CBS San Francisco reports a three-judge panel on the 9th U.S. Circuit Court of Appeals has declared Prop 8 unconstitutional. The court ruled 2-1 to uphold the decision of a lower court judge.

READ THE COMPLETE CALIFORNIA RULING

“Although the Constitution permits communities to enact most laws they believe to be desirable, it requires that there be at least a legitimate reason for the passage of a law that treats different classes of people differently. There was no such reason that Proposition 8 could have been enacted,” the ruling stated.

But the ruling does not mean same-sex marriages will resume in California right away.
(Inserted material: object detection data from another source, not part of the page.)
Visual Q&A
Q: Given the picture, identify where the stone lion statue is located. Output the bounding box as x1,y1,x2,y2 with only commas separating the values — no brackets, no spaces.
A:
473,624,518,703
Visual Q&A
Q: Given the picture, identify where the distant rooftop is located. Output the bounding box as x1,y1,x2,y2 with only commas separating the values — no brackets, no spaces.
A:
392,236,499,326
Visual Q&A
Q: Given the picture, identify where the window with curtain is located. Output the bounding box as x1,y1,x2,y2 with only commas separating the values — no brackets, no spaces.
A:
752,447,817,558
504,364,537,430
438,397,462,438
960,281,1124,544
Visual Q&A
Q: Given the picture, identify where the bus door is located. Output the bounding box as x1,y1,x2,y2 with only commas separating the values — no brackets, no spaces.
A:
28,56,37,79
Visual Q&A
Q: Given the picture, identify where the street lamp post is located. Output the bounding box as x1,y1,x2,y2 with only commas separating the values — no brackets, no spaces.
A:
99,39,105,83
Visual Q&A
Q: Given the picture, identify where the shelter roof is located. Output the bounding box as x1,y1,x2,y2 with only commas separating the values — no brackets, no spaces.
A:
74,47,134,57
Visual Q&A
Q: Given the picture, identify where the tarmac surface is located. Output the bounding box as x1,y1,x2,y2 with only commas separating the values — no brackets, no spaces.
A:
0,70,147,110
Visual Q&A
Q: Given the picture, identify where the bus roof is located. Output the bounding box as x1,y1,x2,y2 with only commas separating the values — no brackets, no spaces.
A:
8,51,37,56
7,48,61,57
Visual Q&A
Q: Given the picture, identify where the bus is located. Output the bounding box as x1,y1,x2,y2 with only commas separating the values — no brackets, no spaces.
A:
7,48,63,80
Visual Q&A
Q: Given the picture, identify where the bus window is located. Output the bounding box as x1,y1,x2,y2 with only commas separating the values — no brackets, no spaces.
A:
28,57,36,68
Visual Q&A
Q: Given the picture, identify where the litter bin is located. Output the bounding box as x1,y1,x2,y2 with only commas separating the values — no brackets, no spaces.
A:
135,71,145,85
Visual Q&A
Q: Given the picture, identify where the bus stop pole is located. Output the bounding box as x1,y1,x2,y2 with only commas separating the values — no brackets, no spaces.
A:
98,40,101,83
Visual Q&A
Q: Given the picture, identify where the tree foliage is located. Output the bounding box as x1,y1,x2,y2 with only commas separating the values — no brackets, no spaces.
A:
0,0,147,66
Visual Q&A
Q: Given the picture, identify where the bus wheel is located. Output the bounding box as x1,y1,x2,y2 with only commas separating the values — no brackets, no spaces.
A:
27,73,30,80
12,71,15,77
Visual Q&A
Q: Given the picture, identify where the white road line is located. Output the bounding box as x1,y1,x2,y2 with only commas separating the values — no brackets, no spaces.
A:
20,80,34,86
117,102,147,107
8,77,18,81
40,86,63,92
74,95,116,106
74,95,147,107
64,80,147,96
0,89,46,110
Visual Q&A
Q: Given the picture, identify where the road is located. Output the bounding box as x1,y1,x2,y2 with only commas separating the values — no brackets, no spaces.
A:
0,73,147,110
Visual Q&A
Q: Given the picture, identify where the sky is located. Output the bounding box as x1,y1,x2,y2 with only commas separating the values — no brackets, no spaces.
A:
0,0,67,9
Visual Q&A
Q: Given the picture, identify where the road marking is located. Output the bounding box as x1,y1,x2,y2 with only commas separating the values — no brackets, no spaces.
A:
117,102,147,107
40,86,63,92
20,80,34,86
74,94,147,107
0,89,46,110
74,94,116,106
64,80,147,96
Prop 8 supporters are expected to appeal to the full, 11-judge 9th Circuit Court, and ultimately to the U.S. Supreme Court, CBS San Francisco reported.
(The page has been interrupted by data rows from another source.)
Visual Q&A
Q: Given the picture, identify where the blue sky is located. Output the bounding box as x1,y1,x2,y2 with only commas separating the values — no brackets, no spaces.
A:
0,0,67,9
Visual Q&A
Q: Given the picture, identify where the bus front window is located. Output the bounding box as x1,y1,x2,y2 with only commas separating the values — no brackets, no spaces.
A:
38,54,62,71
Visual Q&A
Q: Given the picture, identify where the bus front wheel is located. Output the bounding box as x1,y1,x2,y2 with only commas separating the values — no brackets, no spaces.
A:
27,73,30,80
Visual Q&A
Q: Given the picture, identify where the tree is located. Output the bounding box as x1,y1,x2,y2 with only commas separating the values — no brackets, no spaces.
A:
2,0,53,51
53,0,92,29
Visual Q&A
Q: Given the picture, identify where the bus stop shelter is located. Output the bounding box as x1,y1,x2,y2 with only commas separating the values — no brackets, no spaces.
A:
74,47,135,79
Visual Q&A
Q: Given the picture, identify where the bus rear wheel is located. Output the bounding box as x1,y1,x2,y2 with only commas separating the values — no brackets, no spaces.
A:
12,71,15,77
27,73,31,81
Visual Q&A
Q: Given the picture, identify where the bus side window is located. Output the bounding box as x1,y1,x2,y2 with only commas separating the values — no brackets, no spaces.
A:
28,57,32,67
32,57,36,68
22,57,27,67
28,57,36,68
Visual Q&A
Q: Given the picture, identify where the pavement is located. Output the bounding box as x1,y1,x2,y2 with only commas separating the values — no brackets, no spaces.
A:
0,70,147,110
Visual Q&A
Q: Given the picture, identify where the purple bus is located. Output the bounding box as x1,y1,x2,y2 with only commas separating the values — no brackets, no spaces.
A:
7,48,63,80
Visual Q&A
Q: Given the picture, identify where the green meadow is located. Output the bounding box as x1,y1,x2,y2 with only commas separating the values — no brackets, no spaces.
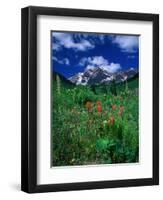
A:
51,75,139,166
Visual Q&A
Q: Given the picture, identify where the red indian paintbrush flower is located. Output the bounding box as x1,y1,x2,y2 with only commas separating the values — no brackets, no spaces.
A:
112,104,117,110
96,101,102,106
96,105,102,113
108,116,115,125
85,101,93,112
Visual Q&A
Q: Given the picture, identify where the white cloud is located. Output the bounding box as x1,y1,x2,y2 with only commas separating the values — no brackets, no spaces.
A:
52,57,70,65
52,32,95,51
79,56,121,73
111,35,139,53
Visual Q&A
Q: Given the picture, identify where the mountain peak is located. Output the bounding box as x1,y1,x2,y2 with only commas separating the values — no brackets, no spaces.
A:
69,66,138,85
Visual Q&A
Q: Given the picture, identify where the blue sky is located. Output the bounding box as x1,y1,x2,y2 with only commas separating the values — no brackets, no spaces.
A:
51,31,139,78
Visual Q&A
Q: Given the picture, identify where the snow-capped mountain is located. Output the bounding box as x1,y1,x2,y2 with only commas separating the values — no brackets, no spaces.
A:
69,67,138,85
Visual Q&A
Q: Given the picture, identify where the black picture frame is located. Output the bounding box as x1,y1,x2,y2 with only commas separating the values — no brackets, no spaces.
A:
21,6,159,193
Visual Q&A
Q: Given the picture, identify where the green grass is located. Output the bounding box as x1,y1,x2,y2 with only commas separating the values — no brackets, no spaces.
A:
52,78,139,166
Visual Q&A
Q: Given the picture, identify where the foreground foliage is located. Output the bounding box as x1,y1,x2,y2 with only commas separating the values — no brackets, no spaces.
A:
52,77,139,166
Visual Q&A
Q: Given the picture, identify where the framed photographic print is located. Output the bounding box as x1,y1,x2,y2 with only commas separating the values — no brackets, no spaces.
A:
21,6,159,193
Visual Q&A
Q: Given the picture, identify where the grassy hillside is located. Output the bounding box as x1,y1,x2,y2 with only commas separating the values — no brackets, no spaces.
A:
52,76,139,166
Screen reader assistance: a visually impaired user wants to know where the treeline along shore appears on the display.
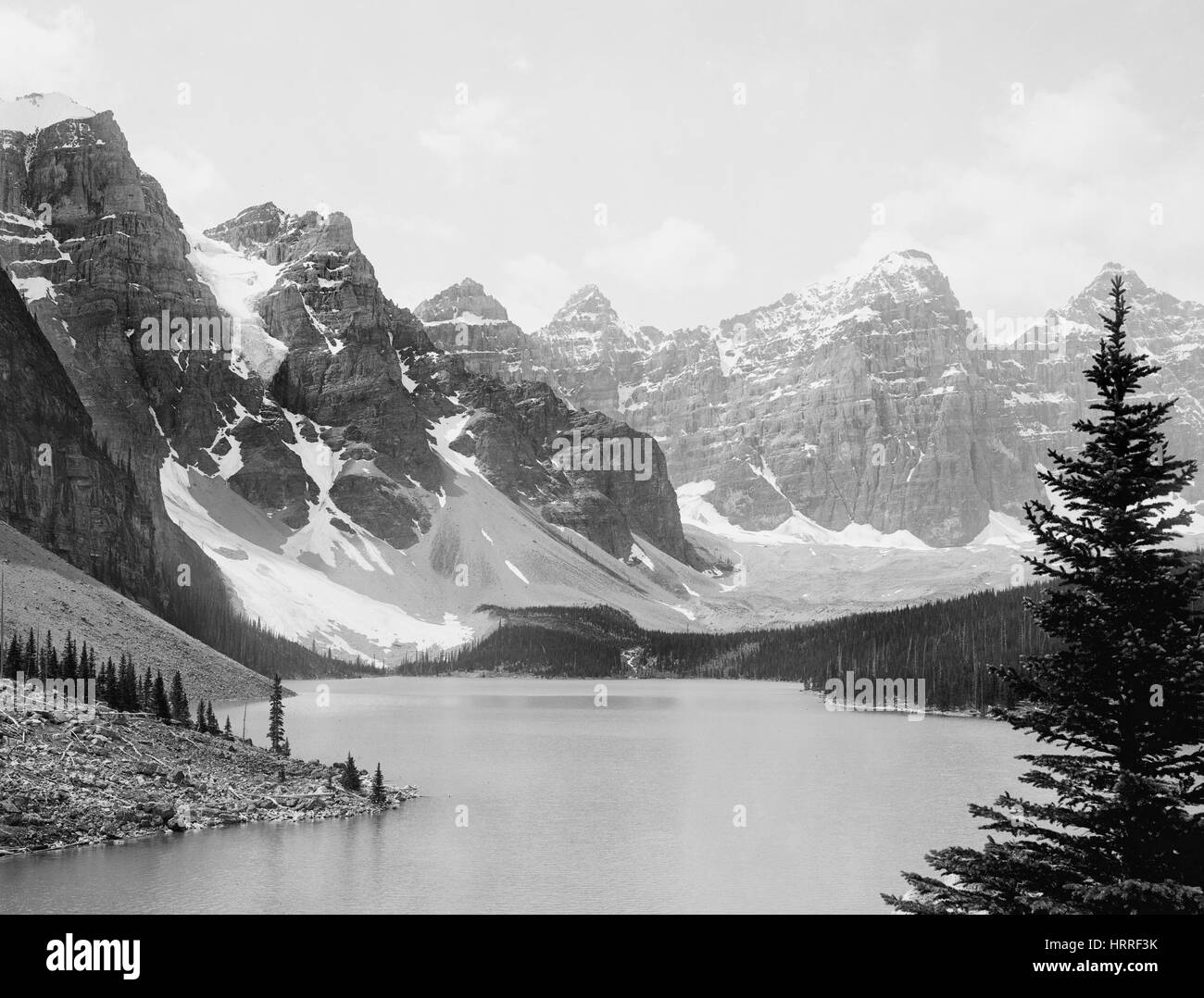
[396,585,1054,712]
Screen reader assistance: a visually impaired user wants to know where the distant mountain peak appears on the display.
[0,91,96,135]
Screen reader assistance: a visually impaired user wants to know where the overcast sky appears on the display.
[0,0,1204,329]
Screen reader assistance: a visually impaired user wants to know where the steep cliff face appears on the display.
[0,268,160,606]
[0,85,690,657]
[414,277,527,381]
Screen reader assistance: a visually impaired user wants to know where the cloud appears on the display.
[585,217,735,292]
[0,6,95,94]
[397,216,460,243]
[838,69,1204,316]
[418,92,522,185]
[497,253,575,331]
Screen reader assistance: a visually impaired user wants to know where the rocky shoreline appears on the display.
[0,706,418,857]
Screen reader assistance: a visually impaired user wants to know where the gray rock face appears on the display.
[0,99,703,659]
[414,277,527,381]
[0,268,159,605]
[206,205,693,561]
[0,112,247,598]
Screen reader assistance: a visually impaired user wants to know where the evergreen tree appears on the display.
[168,672,193,727]
[369,762,385,808]
[338,753,364,793]
[884,277,1204,915]
[0,630,25,679]
[268,673,284,755]
[151,672,171,725]
[60,630,80,679]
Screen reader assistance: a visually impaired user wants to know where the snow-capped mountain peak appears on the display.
[0,92,96,135]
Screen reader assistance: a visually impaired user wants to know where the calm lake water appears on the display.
[0,678,1031,914]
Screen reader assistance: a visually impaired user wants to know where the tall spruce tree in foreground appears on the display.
[168,672,192,727]
[338,753,364,793]
[268,673,284,755]
[884,277,1204,914]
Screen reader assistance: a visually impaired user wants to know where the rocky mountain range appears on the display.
[0,95,1204,661]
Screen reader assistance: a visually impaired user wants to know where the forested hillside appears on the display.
[398,586,1051,710]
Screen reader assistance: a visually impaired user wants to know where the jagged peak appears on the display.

On Tuesday morning, the Chicago Phoenix published reactions to the ruling from some of the Chicago area’s leading LGBT leaders, many of whom expressed hope that full marriage equality would come to Illinois before too long.

Activist Rick Garcia, who was one of the leaders in the push for a Chicago ban on discrimination based on sexual orientation, said he was “thrilled” with the ruling, the Phoenix reported.
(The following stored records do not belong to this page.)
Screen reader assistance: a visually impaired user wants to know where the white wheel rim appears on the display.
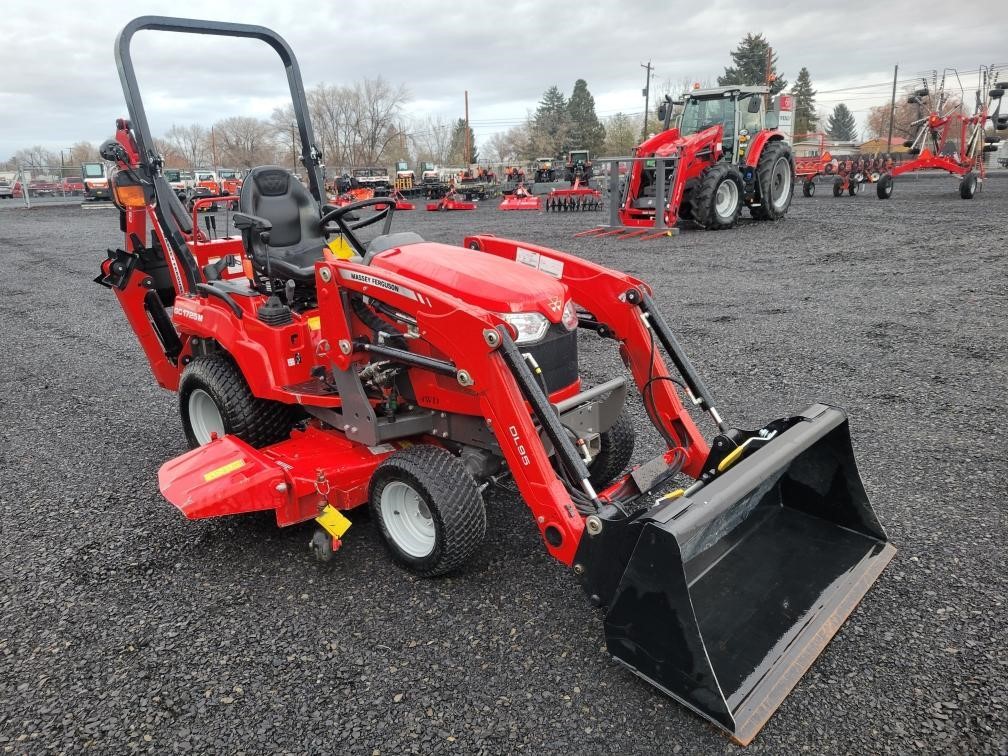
[188,388,227,447]
[714,178,739,218]
[381,481,437,559]
[770,157,791,210]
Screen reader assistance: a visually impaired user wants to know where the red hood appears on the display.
[371,242,568,323]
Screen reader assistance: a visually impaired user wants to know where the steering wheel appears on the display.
[319,197,395,233]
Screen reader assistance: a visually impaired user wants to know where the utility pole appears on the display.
[466,90,473,168]
[640,60,654,139]
[885,64,899,152]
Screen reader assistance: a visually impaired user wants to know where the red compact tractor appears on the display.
[97,17,895,743]
[588,86,794,233]
[875,66,1008,200]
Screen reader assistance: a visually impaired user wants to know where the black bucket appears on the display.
[579,404,895,745]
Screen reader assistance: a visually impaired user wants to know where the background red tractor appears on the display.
[619,86,795,229]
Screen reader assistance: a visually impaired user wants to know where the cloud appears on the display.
[0,0,1008,158]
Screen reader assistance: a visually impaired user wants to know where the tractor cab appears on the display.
[679,86,775,164]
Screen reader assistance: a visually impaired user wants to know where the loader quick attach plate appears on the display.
[576,404,895,745]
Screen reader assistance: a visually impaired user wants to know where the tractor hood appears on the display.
[371,242,568,323]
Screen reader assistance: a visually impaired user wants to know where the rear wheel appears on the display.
[959,170,977,200]
[178,354,293,449]
[690,162,742,230]
[875,173,892,200]
[588,408,636,491]
[369,444,487,576]
[751,140,794,221]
But he went on to say Illinois is “very chauvinistic” and does not follow the lead of other states when it comes to major changes in social policy. Still, Garcia said in the Phoenix, the overturning of Prop 8 will help Illinois residents understand the issue better.

“When people see another ruling in our favor, it will be another opportunity for discussion for people and it will help to continue to develop their understanding of the topic,” Garcia said in the Phoenix. “It is really symbolic and it adds to the movement towards equal marriage in Illinois.”

Illinois State Rep. Greg Harris (D-Chicago) said in the Phoenix that the ruling reaffirms that same-sex couples should have equal protection, and “this is just one more step that shows the momentum is in our direction.”

Bernard Cherkasov, chief executive officer of the gay rights group Equality Illinois, said the ruling will serve as important legal precedent.

“With this ruling, political leaders who support full equality will have important arguments to share with state legislators who will inevitably be asked to vote on full marriage rights in the future,” Cherkasov said in the Phoenix. “Lawmakers need not wait for the ultimate disposition of the California case and other legal rulings to do the right thing in Springfield and Washington, D.C. to end marriage discrimination.”

Cherkasov said in the Phoenix that while Equality Illinois supports civil unions, which are now legal in Illinois, they do not go far enough in guaranteeing equal rights.

Anthony Martinez, executive director of The Civil Rights Agenda, said in the publication that it was particularly important that the California decision was made on 14th Amendment grounds.

“Although this ruling does not affect our laws in Illinois, it is still very significant for Illinoisans, in that it will only aid our progress toward full and equal civil rights for all, regardless of sexual orientation,” Martinez said in the Phoenix.

ChicagoPride.com also published a statement by Ald. Tom Tunney (44th), who was the city’s first openly gay alderman when he was elected in 2003. He said he hopes “this sets some serious precedent nationwide.”

The State of Illinois still bans same-sex marriage by statute. But last year, Gov. Pat Quinn signed a bill granting civil unions to same-sex couples.

Full same-sex marriage rights are currently available in New Hampshire, Vermont, Massachusetts, Connecticut, New York, Iowa and the District of Columbia. Same-sex marriage was also approved in California after a state Supreme Court decision in June 2008, but that decision was overturned by Prop 8 five months later.